Pour de nombreux Français, l'affaire du Rainbow Warrior n'est pas vraiment considérée comme un acte terroriste car la mort du photographe ne fut point préméditée ; elle reste plutôt une honte nationale due au manque de professionnalisme de la DGSE. En France, personne ne fut inculpé, aucune enquête parlementaire ne fut exigée. Seules les démissions du ministre de la Défense, Charles Hernu, et du chef des services secrets, l'amiral Pierre Lacoste, furent requises par l'exécutif afin de mettre fin à la polémique médiatique et politique, et peut-être pour éviter que le président de la République, responsable de l'attentat, ne fut ennuyé.

Trente ans plus tard, les Néo-Zélandais ont pardonné aux Français. D'ailleurs, ces derniers sont très bien reçus en tant que touristes. Le français reste populaire dans les écoles, beaucoup plus que le maori, langue officielle avec l'anglais. Lorsque vous arrivez à l'aéroport international d'Auckland, les panneaux sont en anglais, en chinois et en français. Néanmoins, ceux qui se souviennent de cet acte terroriste organisé par Paris regrettent l'absence de justice pour la famille du photographe, même si le poseur des deux bombes, Jean-Luc Kister, présenta ses excuses, exprimant ses sincères regrets à la télévision néo-zélandaise l'année dernière... Trente ans plus tard !
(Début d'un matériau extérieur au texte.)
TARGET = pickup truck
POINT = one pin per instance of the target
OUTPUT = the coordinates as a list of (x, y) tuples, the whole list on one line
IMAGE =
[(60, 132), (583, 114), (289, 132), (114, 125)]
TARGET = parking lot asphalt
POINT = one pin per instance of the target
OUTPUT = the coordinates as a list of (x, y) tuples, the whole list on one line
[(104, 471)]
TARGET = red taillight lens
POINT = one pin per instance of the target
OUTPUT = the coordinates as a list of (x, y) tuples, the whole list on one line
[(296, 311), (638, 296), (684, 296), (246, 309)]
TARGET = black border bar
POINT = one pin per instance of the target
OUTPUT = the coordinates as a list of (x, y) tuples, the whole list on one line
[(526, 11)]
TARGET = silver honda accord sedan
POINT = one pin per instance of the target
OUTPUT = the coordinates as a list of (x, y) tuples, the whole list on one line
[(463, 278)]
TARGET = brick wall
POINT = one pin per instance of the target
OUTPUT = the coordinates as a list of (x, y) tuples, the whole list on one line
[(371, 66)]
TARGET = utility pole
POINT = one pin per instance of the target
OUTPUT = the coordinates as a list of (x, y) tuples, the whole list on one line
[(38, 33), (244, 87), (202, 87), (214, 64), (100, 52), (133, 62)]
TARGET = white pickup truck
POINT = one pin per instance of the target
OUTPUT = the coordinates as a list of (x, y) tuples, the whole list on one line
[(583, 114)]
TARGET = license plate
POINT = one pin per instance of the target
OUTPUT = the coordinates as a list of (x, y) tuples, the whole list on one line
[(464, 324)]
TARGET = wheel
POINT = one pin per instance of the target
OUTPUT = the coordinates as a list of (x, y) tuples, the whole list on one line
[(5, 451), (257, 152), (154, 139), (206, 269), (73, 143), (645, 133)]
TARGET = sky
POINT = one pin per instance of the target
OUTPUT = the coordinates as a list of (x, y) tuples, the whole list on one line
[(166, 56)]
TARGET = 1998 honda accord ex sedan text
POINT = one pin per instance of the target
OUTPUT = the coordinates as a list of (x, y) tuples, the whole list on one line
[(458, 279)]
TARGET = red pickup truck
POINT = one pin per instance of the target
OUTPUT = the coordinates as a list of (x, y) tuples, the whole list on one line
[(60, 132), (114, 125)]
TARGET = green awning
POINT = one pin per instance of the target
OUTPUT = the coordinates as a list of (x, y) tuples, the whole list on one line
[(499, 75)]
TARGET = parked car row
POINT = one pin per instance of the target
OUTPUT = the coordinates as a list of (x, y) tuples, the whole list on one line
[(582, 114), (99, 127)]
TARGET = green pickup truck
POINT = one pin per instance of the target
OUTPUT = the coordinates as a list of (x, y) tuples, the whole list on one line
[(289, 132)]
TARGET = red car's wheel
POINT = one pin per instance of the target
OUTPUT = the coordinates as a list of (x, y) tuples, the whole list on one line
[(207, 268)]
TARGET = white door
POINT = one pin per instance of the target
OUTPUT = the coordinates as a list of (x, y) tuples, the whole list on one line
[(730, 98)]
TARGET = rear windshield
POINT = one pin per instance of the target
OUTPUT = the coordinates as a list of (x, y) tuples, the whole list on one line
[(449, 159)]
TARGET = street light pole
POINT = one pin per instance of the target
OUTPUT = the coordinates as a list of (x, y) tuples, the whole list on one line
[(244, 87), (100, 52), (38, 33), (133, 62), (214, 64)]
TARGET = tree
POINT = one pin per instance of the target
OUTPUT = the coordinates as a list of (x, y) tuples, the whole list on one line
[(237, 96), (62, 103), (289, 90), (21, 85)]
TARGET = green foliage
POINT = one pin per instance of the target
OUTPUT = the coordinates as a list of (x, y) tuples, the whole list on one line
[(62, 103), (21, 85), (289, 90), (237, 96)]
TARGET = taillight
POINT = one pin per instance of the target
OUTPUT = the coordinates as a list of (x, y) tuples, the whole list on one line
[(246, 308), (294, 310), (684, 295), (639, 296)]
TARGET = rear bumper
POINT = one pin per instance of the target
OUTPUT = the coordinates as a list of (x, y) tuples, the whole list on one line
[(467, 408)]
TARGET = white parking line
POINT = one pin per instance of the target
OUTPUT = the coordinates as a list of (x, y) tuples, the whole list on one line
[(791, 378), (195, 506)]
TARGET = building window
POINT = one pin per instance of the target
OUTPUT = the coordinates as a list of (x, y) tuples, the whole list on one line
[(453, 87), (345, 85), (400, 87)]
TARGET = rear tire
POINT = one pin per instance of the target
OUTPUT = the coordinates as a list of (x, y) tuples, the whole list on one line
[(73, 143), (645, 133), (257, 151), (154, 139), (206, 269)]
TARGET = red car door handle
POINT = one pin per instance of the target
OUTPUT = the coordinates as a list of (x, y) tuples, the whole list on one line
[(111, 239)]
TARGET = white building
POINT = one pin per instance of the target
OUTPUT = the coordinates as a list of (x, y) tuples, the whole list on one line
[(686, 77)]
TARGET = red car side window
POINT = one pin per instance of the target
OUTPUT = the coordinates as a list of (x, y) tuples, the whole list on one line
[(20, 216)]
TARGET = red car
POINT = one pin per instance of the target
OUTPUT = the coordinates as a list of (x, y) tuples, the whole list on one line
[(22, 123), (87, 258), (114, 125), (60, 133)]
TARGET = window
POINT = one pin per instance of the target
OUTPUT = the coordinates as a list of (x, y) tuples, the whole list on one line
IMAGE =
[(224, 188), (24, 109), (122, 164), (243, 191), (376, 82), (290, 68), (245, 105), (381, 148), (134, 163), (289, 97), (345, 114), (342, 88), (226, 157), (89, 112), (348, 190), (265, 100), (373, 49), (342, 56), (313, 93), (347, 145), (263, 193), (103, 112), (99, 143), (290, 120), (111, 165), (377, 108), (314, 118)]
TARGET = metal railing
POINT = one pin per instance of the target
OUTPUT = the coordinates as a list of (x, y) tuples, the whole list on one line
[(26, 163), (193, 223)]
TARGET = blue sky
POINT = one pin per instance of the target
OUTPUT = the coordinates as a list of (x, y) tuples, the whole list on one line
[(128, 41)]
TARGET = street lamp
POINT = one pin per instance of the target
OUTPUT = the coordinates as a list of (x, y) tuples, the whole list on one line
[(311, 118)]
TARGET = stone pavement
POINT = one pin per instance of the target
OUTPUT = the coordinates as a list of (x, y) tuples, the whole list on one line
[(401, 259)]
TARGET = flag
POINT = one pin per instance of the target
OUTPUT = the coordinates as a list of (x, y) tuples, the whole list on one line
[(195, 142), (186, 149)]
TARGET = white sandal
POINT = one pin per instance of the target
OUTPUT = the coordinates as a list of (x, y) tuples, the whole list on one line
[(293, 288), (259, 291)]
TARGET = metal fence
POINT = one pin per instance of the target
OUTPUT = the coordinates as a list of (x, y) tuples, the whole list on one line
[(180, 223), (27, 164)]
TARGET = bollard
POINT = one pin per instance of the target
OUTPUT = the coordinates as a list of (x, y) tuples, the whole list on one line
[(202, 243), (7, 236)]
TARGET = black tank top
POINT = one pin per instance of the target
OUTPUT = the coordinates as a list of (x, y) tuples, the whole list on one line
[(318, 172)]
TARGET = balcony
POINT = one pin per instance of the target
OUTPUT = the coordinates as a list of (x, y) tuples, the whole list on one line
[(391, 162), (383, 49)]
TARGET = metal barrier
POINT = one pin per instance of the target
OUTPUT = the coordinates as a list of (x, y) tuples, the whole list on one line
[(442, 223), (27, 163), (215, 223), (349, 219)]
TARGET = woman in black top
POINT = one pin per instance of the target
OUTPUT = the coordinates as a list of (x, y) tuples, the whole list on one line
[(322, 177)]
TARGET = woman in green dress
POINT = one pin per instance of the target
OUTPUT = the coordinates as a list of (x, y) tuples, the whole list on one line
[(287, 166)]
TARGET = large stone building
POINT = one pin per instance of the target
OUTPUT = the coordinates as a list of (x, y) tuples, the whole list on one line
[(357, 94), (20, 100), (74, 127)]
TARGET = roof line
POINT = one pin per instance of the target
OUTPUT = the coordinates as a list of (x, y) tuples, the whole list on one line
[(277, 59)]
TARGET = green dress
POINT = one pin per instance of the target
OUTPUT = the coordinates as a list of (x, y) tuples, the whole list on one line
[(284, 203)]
À l'heure où la France est victime d'une vague d'attentats meurtriers sans précédent et qu'elle poursuit jusqu'en Syrie tous les responsables des fusillades du 13 novembre 2015, il serait juste et honorable qu'une rue de Paris porte le nom de la victime de l'attaque contre le Rainbow Warrior, comme le demande l'organisation Greenpeace. Un tel geste non seulement apporterait un peu de paix à la famille du défunt, mais elle montrerait au monde que la France condamne tout acte violent contre des innocents. Une «rue Fernando-Pereira» dans la ville des Lumières rappellerait les valeurs universelles que la France prétend défendre.

Mais on n'ose pas imaginer la ministre française de l'Environnement, Ségolène Royal, dont le frère fut celui qui aurait piloté le canot pneumatique dans l'«Opération satanique», répondre aux souhaits de Greenpeace pour un acte que le monde politique de la cinquième République considère plutôt comme une «bavure» que comme un acte terroriste.